• Final assembly

    lion mclionhead09/23/2022 at 04:09 0 comments

    Wiring all 14 segments reminded lions of why no-one builds large LED panels even in China.  The 2 heroineclocks were the most complicated displays.  When the 14 segment display was wired, the younger lion still had 12 segments to go.  Those older displays took multiple days.  The younger lion was like the other hikers who still had 12 miles to go. The modern wrapping wire is much easier than the ribbon cable of old.  Even though it entails routing every segment separately, it's easier to wrangle & fit in the space.

    Ran the LEDs at 8.4V per segment or 2.8V per LED.  Maximum power is 1.5W.  The AHT20 had to be mounted upside down to keep humidifier deposits out of it.  The sensor seems to be slightly too low, but it will never be viewed from above.

    Without paint & with the whiteout being manely flaked off, there technically must be less even lighting, but it's not very obvious.  The diffuser cuts through tape & is very brittle so we'll see how long it lasts.  A diffuser from a recycled LCD monitor gave maybe a hair more diffusion than wax paper.  Must remember if a neighbor ever throws out a TV again to try to recover the diffuser & fresnel lens.  Another alternative to rustoleum might be white nail polish.

      The blue numeric display looked like cracking a light stick for the 1st time.  The same eerie blue from mid 80's july 4 blazed forth in unparalleled glory.

    LEDs were previously too expensive to use anything but red, but now that blue is 7 cents per LED, it's time for more colors.

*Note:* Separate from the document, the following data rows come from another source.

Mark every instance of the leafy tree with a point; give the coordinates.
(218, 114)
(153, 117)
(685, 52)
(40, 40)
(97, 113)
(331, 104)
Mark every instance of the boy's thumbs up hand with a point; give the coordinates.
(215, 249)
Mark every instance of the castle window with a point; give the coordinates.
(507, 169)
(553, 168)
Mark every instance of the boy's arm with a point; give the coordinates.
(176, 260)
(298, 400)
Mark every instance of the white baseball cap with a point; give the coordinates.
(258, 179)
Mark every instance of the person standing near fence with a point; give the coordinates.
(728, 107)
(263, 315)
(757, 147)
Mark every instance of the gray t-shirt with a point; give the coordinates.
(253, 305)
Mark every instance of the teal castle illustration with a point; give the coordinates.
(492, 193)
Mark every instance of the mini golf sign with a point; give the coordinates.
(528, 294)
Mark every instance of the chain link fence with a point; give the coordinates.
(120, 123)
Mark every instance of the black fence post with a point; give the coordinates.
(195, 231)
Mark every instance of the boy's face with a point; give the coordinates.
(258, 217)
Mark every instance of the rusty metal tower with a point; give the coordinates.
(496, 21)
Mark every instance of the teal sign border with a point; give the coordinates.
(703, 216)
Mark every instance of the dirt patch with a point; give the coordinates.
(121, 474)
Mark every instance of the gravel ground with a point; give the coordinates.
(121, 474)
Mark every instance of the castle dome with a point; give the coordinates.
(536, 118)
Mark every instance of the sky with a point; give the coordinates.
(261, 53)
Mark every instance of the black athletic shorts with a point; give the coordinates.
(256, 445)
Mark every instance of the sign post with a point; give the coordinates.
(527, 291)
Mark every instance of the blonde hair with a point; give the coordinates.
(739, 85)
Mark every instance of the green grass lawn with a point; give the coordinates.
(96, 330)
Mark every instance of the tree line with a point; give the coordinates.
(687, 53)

    https://www.amazon.com/dp/B01AUI4VYW

    The 1st LED panel was 28 cents per red LED.  

    It's much brighter than the other panels at 8.4V per segment.  Between 8 & 8.4 is where it overpowers the room lighting but doesn't turn night into day.  At under 1W, maybe lions have to get used to sleeping in daylight.

  • Death of an LED panel

    lion mclionhead09/20/2022 at 00:05 0 comments

    The lion kingdom previously painted its LED panels with a 20 year old 8 oz can of glossy white rustoleum.  When that dried out, spray paint seemed like a good idea until it completely dissolved the foam core.  This warped, dissolved panel was basically a loss, but there was still an attempt to salvage it & the paint by hot gluing all the voids left by the dissolved foam & spray painting on the hot glue.  The smallest can of paint is now $22 & 32oz.  The 8oz cans are no more.  The spray paint was $7.

    The spray paint couldn't achieve a thick reflective coating without going outside, suiting up, & getting paint everywhere many times.  Any exposed edges of foam were completely dissolved.  This board already wasn't very appealing in its warped state.  Now with the foam dissolved, it wasn't worth proceeding with soldering 42 LEDs.

    Thus began a new LED panel with whiteout instead of paint.

    What has become the standard display size has lines in freedom units because those give the roundest numbers.  The vertical lines are drawn 1/4" thick even though the foam board is really 3/16" because it's easier to measure.  The digits are 8 3/4" tall, 6 3/8" wide.  The segments are 1 1/2" wide.

    Vertical 1/2" tall pieces go in 1st, with convex side facing down so it causes the panel to bend concave instead of its natural tendency to bend convex.  All 1/2" pieces are cut with scissors in the short direction & xactos in the long direction.  The longest piece which can be hot glued in 1 go is 8 3/4"

    Then the horizontal pieces are cut to the remaneing size & glued in.

    Sadly, whiteout was a subjective failure, cracking the moment it was applied.  Oil based rustoleum never had any problems.  The total cost so far has eclipsed the cost of a roll of white PLA & it looks worse than PLA.  A roll of PLA would definitely be cheaper than a  32oz can of rustoleum.

  • Death of the LCD panel

    lion mclionhead09/19/2022 at 04:54 0 comments

    The LCD hygrometer from May was useless because it was too small & it was unexpectedly being used a lot more than expected.  The humidity was expected to be very constant near 25%.  In reality, it varied from 20 - 55% by the hour.  The decision was made to make another large LED panel.  At least it showed 2 small LCD panels could be stacked to make a less small numeric display.

    For this panel, the exact foam strips to be used were colored in different colors.  Colors changed as various 25 year old highlighters died.  Does generation Z even use highlighters?

    Lion tip: swing the monitor out of the way to free up more room.

    Vertical strips were cut 1st with scissors & hot glued with glue applied to the paper side 1st.  Then horizontal bits were cut exactly to the right size & glued in.  Being an ancient posterboard, it was warped into a picture tube.

    Being a used PIC18LF458 from 15 years ago, the bug in this one was the MCLR pin requiring a switch to program it, otherwise it would show read failures.  There is a spot for adding an XBee for transmitting humidity readings to a humidifier.  That meant the PIC ran on 3.3V.  The clock was a recycled 4.1943 Mhz crystal.

    The next task is waiting for the slow boat from China to bring LEDs.